Fare politica


di Pietro Giorgio Carena

Si fa politica per fare Politica. Anzi, si fa politica per farne di più, di politica. Non è scontato. Spesso, l'aggettivo "politico" viene attribuito ad un fare cauto e astuto, ad un dire e non dire. Al parlare poco e più spesso al tacere, per cercare e preservare gli equilibri della parte di appartenenza. Per perseguire finalità sottointese o non dichiarate (non necessariamente malsane, sia chiaro: anzi, spesso finalità sacrosante, ma frutto di sintesi complesse e faticose). E quindi il parlare, talvolta, viene letto come una specie di tradimento del gruppo, o una slealtà, o una semplice ingenuità. Prima di parlare, bisognerebbe condividere, mediare, smussare.

Ma questa visione appare discutibile. La migliore dimostrazione di lealtà nei confronti della propria parte politica potrebbe essere proprio lo sperimentare in campo libero (a voce, sui social, sui giornali) il proprio punto di vista, con la maggior nettezza possibile. Con la maggiore vivacità. Con la massima chiarezza.

Certamente questo comporta una maggiore difficoltà nella mediazione.
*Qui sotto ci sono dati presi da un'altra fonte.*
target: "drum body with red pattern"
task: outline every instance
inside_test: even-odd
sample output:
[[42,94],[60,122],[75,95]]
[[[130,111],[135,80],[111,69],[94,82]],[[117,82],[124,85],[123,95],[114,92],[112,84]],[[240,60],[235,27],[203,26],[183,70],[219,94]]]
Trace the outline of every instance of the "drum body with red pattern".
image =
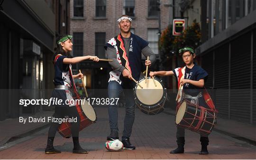
[[[79,131],[97,121],[97,116],[93,107],[84,99],[82,99],[82,102],[81,105],[76,105],[80,117]],[[70,138],[71,136],[71,124],[63,122],[59,127],[58,132],[64,137]]]
[[185,100],[177,110],[175,123],[180,127],[207,136],[211,133],[216,119],[214,111]]

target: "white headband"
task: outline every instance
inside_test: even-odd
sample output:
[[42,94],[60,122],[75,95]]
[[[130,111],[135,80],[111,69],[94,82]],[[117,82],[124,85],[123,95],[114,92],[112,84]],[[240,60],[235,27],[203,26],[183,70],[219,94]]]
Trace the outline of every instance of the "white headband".
[[129,20],[130,22],[132,22],[132,18],[128,17],[122,17],[118,19],[118,23],[120,23],[120,22],[121,22],[121,20],[124,20],[124,19],[128,19]]

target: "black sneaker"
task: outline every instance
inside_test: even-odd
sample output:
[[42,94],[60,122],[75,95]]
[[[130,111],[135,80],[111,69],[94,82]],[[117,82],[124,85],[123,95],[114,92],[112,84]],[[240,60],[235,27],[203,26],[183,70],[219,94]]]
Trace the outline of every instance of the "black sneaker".
[[111,130],[110,135],[107,137],[108,141],[114,141],[119,139],[118,137],[118,131],[116,130]]
[[45,153],[46,154],[60,153],[61,151],[53,147],[46,147],[45,150]]
[[124,145],[124,149],[135,150],[135,146],[131,144],[129,138],[127,138],[125,140],[122,141],[122,142]]

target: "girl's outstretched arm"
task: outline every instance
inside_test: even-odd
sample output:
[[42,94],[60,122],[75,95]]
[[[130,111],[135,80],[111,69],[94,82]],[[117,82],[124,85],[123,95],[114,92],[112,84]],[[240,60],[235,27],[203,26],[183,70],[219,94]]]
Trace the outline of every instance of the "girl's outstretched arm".
[[100,60],[97,56],[86,55],[84,56],[76,57],[72,58],[64,58],[63,59],[64,64],[76,64],[84,60],[90,60],[95,62],[98,62]]

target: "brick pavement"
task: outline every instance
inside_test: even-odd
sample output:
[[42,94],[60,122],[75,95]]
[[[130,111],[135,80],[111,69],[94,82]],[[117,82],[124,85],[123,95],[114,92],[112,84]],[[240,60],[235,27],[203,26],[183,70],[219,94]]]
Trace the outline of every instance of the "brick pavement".
[[[0,151],[1,159],[256,159],[256,147],[242,141],[213,132],[209,136],[210,154],[200,155],[198,134],[186,132],[185,153],[170,154],[169,151],[176,147],[174,116],[162,113],[147,116],[138,109],[131,142],[136,146],[134,151],[119,152],[107,151],[104,147],[109,133],[106,107],[95,108],[98,122],[80,132],[81,145],[90,151],[88,154],[72,153],[71,139],[64,139],[57,133],[56,148],[62,153],[44,154],[47,129],[32,135],[31,139]],[[119,137],[122,130],[124,108],[119,108]]]

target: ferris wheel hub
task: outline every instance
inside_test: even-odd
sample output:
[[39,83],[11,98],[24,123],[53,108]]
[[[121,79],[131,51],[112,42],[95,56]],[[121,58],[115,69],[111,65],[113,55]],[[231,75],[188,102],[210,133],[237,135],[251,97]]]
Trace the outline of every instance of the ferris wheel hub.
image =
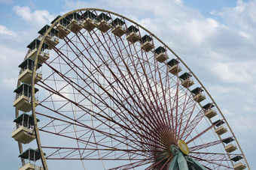
[[189,154],[189,149],[185,142],[181,139],[178,141],[178,148],[181,151],[183,154],[187,155]]

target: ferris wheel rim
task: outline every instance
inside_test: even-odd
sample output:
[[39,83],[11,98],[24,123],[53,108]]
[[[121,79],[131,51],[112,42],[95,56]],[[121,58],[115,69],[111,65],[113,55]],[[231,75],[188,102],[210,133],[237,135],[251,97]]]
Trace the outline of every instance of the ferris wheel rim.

Talvolta anche la sperimentazione di una disciplina di partito. Perché se la politica è "sortire insieme dai problemi" (come ricordava Lorenzo Milani), quell'insieme ad un certo punto richiede una mediazione, una rinuncia negoziata ad aspetti delle proprie idee. Ma prima di allora, la politica deve respirare liberamente nel campo delle idee e del dibattere. 
E il "fare politica" - e quindi, l'impegnarsi in una parte - vuol dire farne di più e non di meno.